Thanks! I've passed it on to my Worship & Ministry committee members.

5:46 PM  
Anonymous Anonymous said...

I grew up in Botswana, and it was moving to me to read your story and encounter some Setswana again. On the "being heard" topic, while I think it is important to hear another person on their own terms and to avoid offedngin, I also worry sometimes that we liberal Quakers have made an idol of avoiding hurt feelings. As we seek to grow closer to God, there will inevitably be "convicting" experiences, and sometimes another human being will be a vehicle of that convicting, just as other humans sometimes are vehicles of grace. I think we do well to seek Truth, and to accept that Truth sometimes will be uncomfortable. I'm not arguing that we should ever justify causing discomfort or pain to another person. But I am suggesting that as part of our own spiritual practice, we accept that some pain and injustice is inevitable and then try to seek the Truth when we are hurt, rather than focus on the injustice done to us.
Susanne K

4:55 PM  
Anonymous Anonymous said...

I am new to your blog, and new to the notions of Quakerism, but your writings have moved me and I intend to return. Thank you. AmyBeth

10:56 AM  
Blogger Eileen Flanagan said...

Welcome Suzanne and AmyBeth. Please visit again.

3:49 PM  
Blogger Liz Opp said...


Like you, I have considered a variety of elements around being heard, listening, etc.

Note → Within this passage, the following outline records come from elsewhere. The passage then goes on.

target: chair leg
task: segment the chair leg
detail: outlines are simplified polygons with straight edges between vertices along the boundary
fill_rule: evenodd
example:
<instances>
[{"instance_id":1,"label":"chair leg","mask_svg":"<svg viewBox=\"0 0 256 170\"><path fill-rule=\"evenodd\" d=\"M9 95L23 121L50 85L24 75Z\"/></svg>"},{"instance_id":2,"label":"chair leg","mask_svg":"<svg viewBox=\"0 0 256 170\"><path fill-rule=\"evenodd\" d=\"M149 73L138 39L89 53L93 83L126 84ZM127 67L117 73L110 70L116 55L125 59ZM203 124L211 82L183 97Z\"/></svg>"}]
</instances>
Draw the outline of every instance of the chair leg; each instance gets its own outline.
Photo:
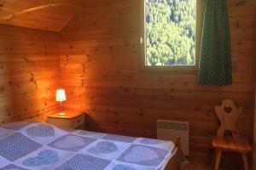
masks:
<instances>
[{"instance_id":1,"label":"chair leg","mask_svg":"<svg viewBox=\"0 0 256 170\"><path fill-rule=\"evenodd\" d=\"M222 155L222 150L217 149L216 150L216 156L215 156L214 170L218 170L221 155Z\"/></svg>"},{"instance_id":2,"label":"chair leg","mask_svg":"<svg viewBox=\"0 0 256 170\"><path fill-rule=\"evenodd\" d=\"M241 158L244 165L244 169L248 170L248 163L247 163L247 154L246 153L241 153Z\"/></svg>"}]
</instances>

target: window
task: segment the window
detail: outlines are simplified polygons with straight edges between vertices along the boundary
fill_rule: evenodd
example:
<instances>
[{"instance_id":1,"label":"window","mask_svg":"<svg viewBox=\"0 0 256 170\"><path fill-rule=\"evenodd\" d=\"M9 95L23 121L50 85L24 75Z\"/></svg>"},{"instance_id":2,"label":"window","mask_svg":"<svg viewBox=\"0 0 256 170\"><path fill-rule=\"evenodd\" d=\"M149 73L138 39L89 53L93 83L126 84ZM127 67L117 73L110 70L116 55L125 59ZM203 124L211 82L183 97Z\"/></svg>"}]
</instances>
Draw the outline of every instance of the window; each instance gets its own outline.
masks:
<instances>
[{"instance_id":1,"label":"window","mask_svg":"<svg viewBox=\"0 0 256 170\"><path fill-rule=\"evenodd\" d=\"M145 68L195 68L199 0L142 0Z\"/></svg>"}]
</instances>

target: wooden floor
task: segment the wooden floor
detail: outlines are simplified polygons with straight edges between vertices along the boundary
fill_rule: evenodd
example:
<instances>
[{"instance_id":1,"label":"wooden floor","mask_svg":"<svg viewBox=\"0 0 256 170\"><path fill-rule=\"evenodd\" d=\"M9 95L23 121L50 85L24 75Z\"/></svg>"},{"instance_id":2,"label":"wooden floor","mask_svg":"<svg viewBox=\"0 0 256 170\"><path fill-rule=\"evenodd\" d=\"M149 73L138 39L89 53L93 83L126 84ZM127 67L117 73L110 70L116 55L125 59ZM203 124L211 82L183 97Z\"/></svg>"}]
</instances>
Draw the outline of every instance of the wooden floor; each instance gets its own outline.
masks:
<instances>
[{"instance_id":1,"label":"wooden floor","mask_svg":"<svg viewBox=\"0 0 256 170\"><path fill-rule=\"evenodd\" d=\"M191 164L189 164L187 166L184 166L182 170L213 170L213 167L201 167L201 166L197 166L197 165L191 165ZM219 170L226 170L226 169L224 169L224 168L219 168ZM230 170L230 169L229 169ZM231 169L230 169L231 170ZM232 169L233 170L233 169ZM236 169L237 170L237 169Z\"/></svg>"}]
</instances>

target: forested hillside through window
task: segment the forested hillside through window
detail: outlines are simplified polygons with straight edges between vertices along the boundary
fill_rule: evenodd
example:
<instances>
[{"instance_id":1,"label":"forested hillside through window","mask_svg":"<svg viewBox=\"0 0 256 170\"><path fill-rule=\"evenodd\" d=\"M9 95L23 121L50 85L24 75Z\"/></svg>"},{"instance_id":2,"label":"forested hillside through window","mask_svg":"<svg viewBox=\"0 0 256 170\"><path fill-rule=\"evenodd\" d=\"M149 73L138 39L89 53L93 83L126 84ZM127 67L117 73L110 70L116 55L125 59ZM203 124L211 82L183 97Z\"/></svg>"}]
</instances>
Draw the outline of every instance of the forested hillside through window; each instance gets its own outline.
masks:
<instances>
[{"instance_id":1,"label":"forested hillside through window","mask_svg":"<svg viewBox=\"0 0 256 170\"><path fill-rule=\"evenodd\" d=\"M196 0L146 0L146 65L193 65Z\"/></svg>"}]
</instances>

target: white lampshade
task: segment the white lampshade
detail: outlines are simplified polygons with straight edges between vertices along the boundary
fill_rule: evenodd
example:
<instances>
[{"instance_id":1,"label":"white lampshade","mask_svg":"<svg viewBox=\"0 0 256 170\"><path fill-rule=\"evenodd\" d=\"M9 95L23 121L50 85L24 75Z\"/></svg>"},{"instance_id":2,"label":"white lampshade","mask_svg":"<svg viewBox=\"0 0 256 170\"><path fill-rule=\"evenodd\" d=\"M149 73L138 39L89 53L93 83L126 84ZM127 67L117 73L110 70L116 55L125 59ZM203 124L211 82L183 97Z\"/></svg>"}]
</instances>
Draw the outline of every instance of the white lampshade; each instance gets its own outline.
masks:
<instances>
[{"instance_id":1,"label":"white lampshade","mask_svg":"<svg viewBox=\"0 0 256 170\"><path fill-rule=\"evenodd\" d=\"M64 89L57 89L56 91L56 101L65 101L66 94Z\"/></svg>"}]
</instances>

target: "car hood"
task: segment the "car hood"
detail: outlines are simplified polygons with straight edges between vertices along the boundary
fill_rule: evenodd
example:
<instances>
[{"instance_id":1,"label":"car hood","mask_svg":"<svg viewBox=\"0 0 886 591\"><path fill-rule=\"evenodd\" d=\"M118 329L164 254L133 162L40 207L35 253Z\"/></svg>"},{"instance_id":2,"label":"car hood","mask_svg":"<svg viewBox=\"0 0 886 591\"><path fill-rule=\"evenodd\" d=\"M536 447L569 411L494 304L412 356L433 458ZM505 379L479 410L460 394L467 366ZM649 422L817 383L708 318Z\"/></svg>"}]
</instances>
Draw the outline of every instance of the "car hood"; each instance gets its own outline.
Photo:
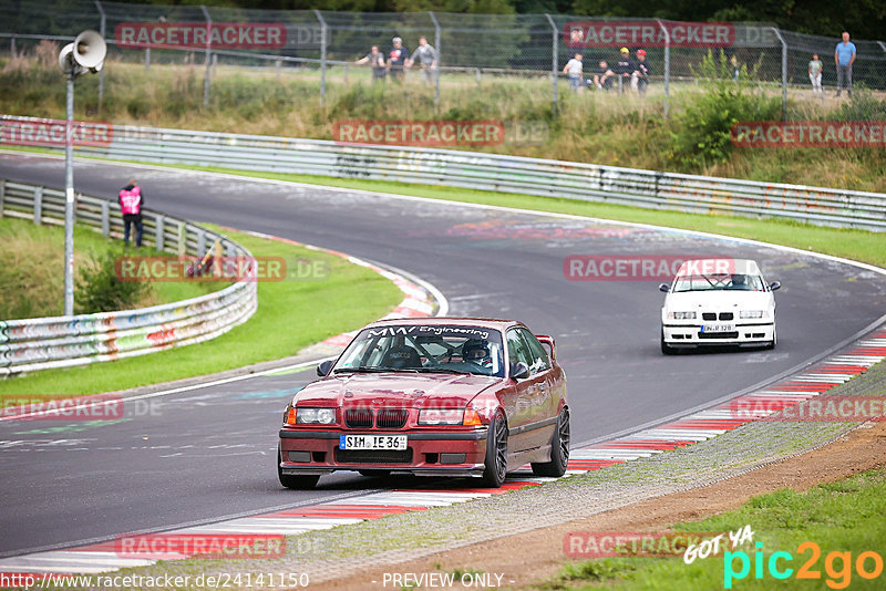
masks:
<instances>
[{"instance_id":1,"label":"car hood","mask_svg":"<svg viewBox=\"0 0 886 591\"><path fill-rule=\"evenodd\" d=\"M772 293L767 291L686 291L664 299L666 309L687 312L699 308L767 310L771 304Z\"/></svg>"},{"instance_id":2,"label":"car hood","mask_svg":"<svg viewBox=\"0 0 886 591\"><path fill-rule=\"evenodd\" d=\"M487 375L350 373L320 380L296 394L299 406L463 407L501 377Z\"/></svg>"}]
</instances>

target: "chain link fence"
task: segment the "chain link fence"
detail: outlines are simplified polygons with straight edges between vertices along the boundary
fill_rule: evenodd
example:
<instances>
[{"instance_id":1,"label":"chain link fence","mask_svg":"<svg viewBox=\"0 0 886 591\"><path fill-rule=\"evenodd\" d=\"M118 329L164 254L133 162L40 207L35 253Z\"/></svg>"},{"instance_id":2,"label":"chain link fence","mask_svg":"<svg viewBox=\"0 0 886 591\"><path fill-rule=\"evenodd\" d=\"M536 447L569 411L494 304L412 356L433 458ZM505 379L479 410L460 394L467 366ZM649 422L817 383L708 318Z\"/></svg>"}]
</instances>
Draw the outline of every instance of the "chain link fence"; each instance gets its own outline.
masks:
<instances>
[{"instance_id":1,"label":"chain link fence","mask_svg":"<svg viewBox=\"0 0 886 591\"><path fill-rule=\"evenodd\" d=\"M563 70L575 53L584 56L580 87L594 91L600 62L618 74L622 46L635 63L637 50L646 51L649 92L662 96L666 115L674 92L698 84L699 65L708 52L722 51L730 68L746 72L742 75L771 87L773 93L780 92L785 118L790 115L789 93L812 93L808 64L813 54L817 53L823 64L824 87L832 91L837 83L834 50L839 40L783 31L770 23L684 23L568 14L247 10L102 0L0 0L0 10L7 20L0 25L7 30L0 32L0 43L13 54L43 39L70 42L80 31L95 29L107 40L111 60L143 62L146 69L157 63L204 68L206 105L217 69L236 66L276 72L278 76L286 70L316 80L321 102L330 84L424 84L433 86L434 102L439 102L441 93L456 86L473 85L482 92L483 81L490 77L534 77L549 84L556 107L559 95L570 89ZM205 34L195 33L200 29ZM177 37L172 31L177 31ZM234 33L228 34L230 31ZM433 59L416 60L402 70L398 64L379 69L375 75L370 65L356 64L373 45L390 61L391 52L398 49L394 37L402 38L402 48L411 55L419 39L425 37L434 49L430 53ZM855 86L886 90L886 43L853 42L857 46ZM630 90L630 82L629 75L616 75L608 85L616 92L636 92ZM102 87L100 84L100 100Z\"/></svg>"}]
</instances>

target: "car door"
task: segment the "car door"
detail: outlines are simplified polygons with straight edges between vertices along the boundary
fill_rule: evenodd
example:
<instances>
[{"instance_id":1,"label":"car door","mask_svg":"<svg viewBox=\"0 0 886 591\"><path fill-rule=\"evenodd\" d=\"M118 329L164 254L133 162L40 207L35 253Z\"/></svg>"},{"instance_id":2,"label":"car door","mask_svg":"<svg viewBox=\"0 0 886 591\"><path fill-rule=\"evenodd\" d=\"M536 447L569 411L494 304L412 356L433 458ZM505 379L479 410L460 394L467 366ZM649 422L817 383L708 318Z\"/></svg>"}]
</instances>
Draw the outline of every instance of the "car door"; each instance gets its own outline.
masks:
<instances>
[{"instance_id":1,"label":"car door","mask_svg":"<svg viewBox=\"0 0 886 591\"><path fill-rule=\"evenodd\" d=\"M556 428L552 422L557 415L558 402L554 392L556 384L553 383L553 364L545 348L527 329L521 328L517 332L526 343L532 360L528 382L534 387L530 392L532 413L527 425L526 445L535 448L549 444Z\"/></svg>"},{"instance_id":2,"label":"car door","mask_svg":"<svg viewBox=\"0 0 886 591\"><path fill-rule=\"evenodd\" d=\"M537 444L533 443L537 439L537 434L533 431L536 431L534 424L539 418L538 400L545 376L539 372L532 373L535 362L519 328L507 331L507 354L508 372L517 362L523 362L529 367L528 377L514 381L514 405L512 414L507 417L509 445L514 452L522 452L537 447Z\"/></svg>"}]
</instances>

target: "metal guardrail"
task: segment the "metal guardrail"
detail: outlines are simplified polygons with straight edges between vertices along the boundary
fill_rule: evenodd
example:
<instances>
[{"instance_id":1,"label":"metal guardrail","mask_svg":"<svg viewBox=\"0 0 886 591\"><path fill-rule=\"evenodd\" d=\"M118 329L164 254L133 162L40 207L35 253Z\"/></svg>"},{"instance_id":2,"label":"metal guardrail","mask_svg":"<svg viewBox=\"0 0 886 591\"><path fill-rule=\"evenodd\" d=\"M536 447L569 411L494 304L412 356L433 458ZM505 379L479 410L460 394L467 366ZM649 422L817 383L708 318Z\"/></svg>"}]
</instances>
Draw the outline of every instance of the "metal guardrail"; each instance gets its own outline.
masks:
<instances>
[{"instance_id":1,"label":"metal guardrail","mask_svg":"<svg viewBox=\"0 0 886 591\"><path fill-rule=\"evenodd\" d=\"M16 117L21 120L21 117ZM3 117L0 116L0 125ZM40 120L33 120L38 122ZM886 195L498 154L116 126L79 155L233 169L465 187L886 230Z\"/></svg>"},{"instance_id":2,"label":"metal guardrail","mask_svg":"<svg viewBox=\"0 0 886 591\"><path fill-rule=\"evenodd\" d=\"M0 179L0 217L64 224L64 193ZM78 224L122 236L123 218L107 199L78 195ZM234 240L172 216L143 211L144 243L157 251L202 255L219 240L229 257L251 259ZM214 339L246 322L258 307L256 282L138 310L0 321L0 377L144 355Z\"/></svg>"}]
</instances>

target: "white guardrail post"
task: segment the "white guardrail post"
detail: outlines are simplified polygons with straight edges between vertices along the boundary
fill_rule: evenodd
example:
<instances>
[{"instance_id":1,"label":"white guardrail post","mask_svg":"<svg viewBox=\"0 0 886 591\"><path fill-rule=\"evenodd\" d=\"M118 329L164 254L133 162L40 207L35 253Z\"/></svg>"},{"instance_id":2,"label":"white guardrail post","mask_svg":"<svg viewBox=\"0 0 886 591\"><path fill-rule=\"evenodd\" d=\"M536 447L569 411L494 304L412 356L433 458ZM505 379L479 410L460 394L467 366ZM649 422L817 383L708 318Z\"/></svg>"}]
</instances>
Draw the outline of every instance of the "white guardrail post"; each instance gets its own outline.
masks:
<instances>
[{"instance_id":1,"label":"white guardrail post","mask_svg":"<svg viewBox=\"0 0 886 591\"><path fill-rule=\"evenodd\" d=\"M0 115L21 125L29 120ZM41 120L33 120L40 122ZM501 154L120 125L78 154L340 178L420 183L698 214L886 231L886 195ZM9 188L7 188L9 200ZM7 204L9 207L9 204ZM198 239L198 238L197 238Z\"/></svg>"},{"instance_id":2,"label":"white guardrail post","mask_svg":"<svg viewBox=\"0 0 886 591\"><path fill-rule=\"evenodd\" d=\"M0 215L18 218L62 219L64 191L0 179ZM228 245L228 251L251 253L229 238L185 220L145 210L145 238L153 237L157 250L169 245L172 252L202 256L204 250L187 248L186 232L200 239ZM110 201L80 195L76 204L80 224L120 235L122 218L113 216ZM255 261L253 261L255 265ZM254 269L253 269L254 270ZM174 346L214 339L246 322L258 307L257 278L249 269L246 279L219 291L163 305L138 310L0 321L0 377L51 367L86 365L121 357L144 355Z\"/></svg>"}]
</instances>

Over the past month, I have begun wondering if Friends could benefit from having a training in active listening or in compassionate/non-violent communication.

I believe we do so-so with the action of listening deeply to one another--and I also believe that when we skip the somewhat mechanical step of saying back to the person some of what was already shared, we unintentionally take away the opportunity for the person to be "heard into a greater fullness."

For example, if I say, "I'm really concerned about what's going on with my relationship right now," and I'm met with head-nods and "mm-hmms" that show folks are listening, I might stop right there. I may feeeeel heard, but I can go deeper into myself and into what is going on beneath my initial pass when someone reflects back to me what I've said, and invites me to say more:

"So you're really worried about things... Can you say more about what's going on with your relationship right now that has you worried?"

I think for me, the difference is that the second scenario shows me that the person truly has time and has made a personal commitment to hear me out fully.

Liz Opp, The Good Raised Up

10:32 PM  
Blogger Eileen Flanagan said...

Thanks, Liz. That is a helpful point. Especially in business meeting there is a tendendy to not want to linger on the difficult point.